屋上の重い扉を開けると、眩しい太陽の光がまぶたに突き刺さる。
 その光に慣らすよう、ゆっくりと目を開けると、落下防止の柵に寄りかかっていた三人が、同時に振り返ってこちらを見た。

 健一先輩と金子先輩、それに先輩方と一緒にバンドを組んでいる同じクラスの近江くんだ。

「お。可愛い後輩が来たな」

 そう言って金子先輩は、思いっきり健一先輩の背中を叩き「邪魔者は帰るぞ」と近江くんを促した。
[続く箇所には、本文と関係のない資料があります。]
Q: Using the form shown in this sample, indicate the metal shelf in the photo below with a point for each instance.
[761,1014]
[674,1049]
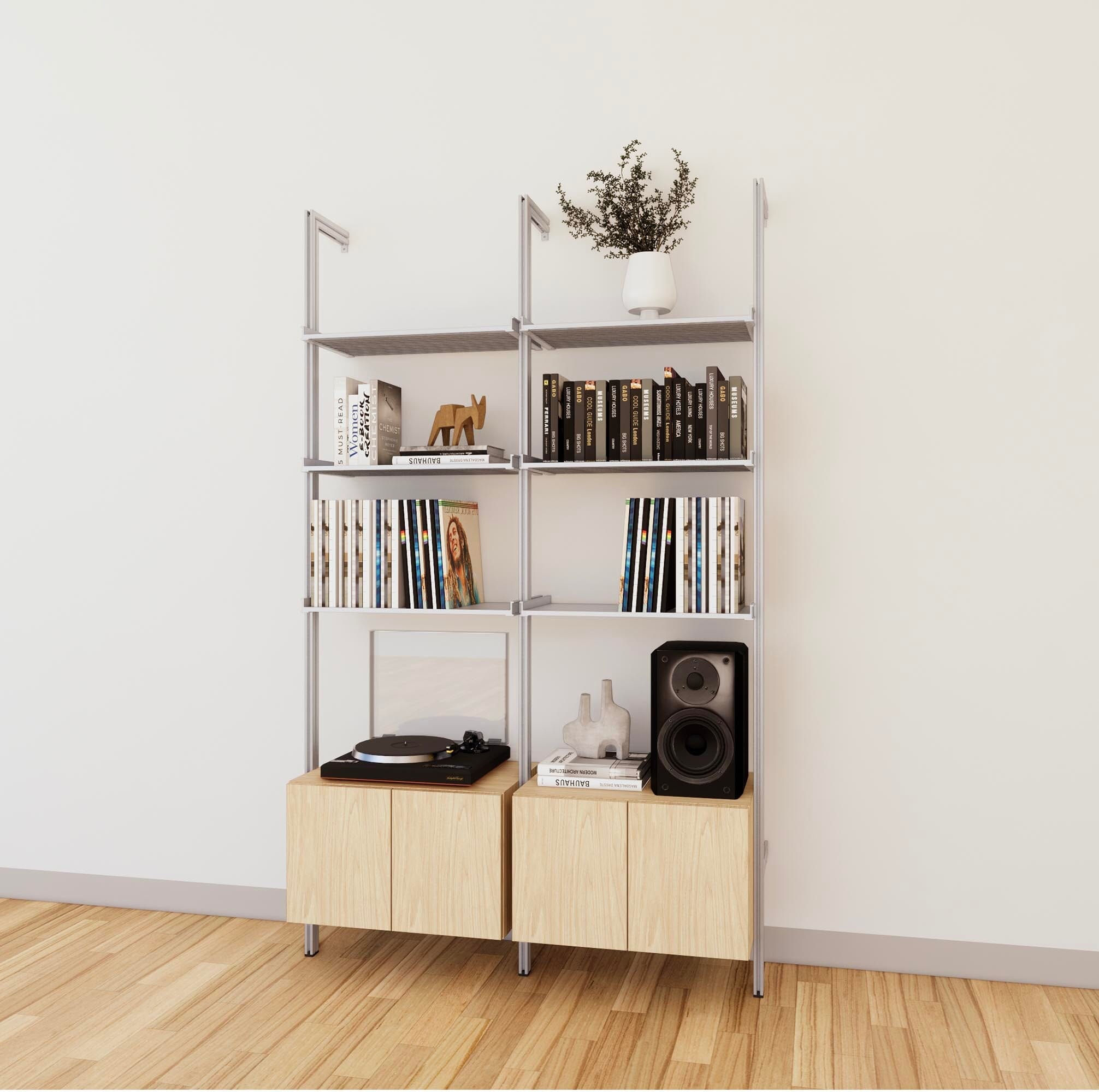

 屋上を後にするふたりを扉の横で見送ってから、改めて健一先輩を見る。先輩は優しい笑顔で手招きした。それに従って一歩二歩と近付き、すぐそばまで行ってから頭を下げる。

「卒業、おめでとうござます」

「ありがとー」

 いつも通り明るい健一先輩の声を聞いたら途端に安心できた。でもここでようやく、渡そうと思っていたプレゼントを教室に忘れて来たことに気付いた。それから、健一先輩の学ランのボタンが、ほとんどないことも。
 ほとんど、ということは、少しは残っているということで。あるのは校章と学年章、そして第二ボタンだけだ。

「……ボタン、どうしたんですか?」

「んー、友だちとか後輩とかに持って行かれた。梅原は予約済みだからって全部断ってたし、金ちゃんは女子に襲われた恐怖で逃げ回ってたから、代わりにおれが根こそぎ」

「……第二ボタンは、あるんですね」

「これは、予約済みだからって断ったんだ」

 弾けたように顔を上げると、その先に、いつも通り優しそうなたれ目で笑う健一先輩の顔があった。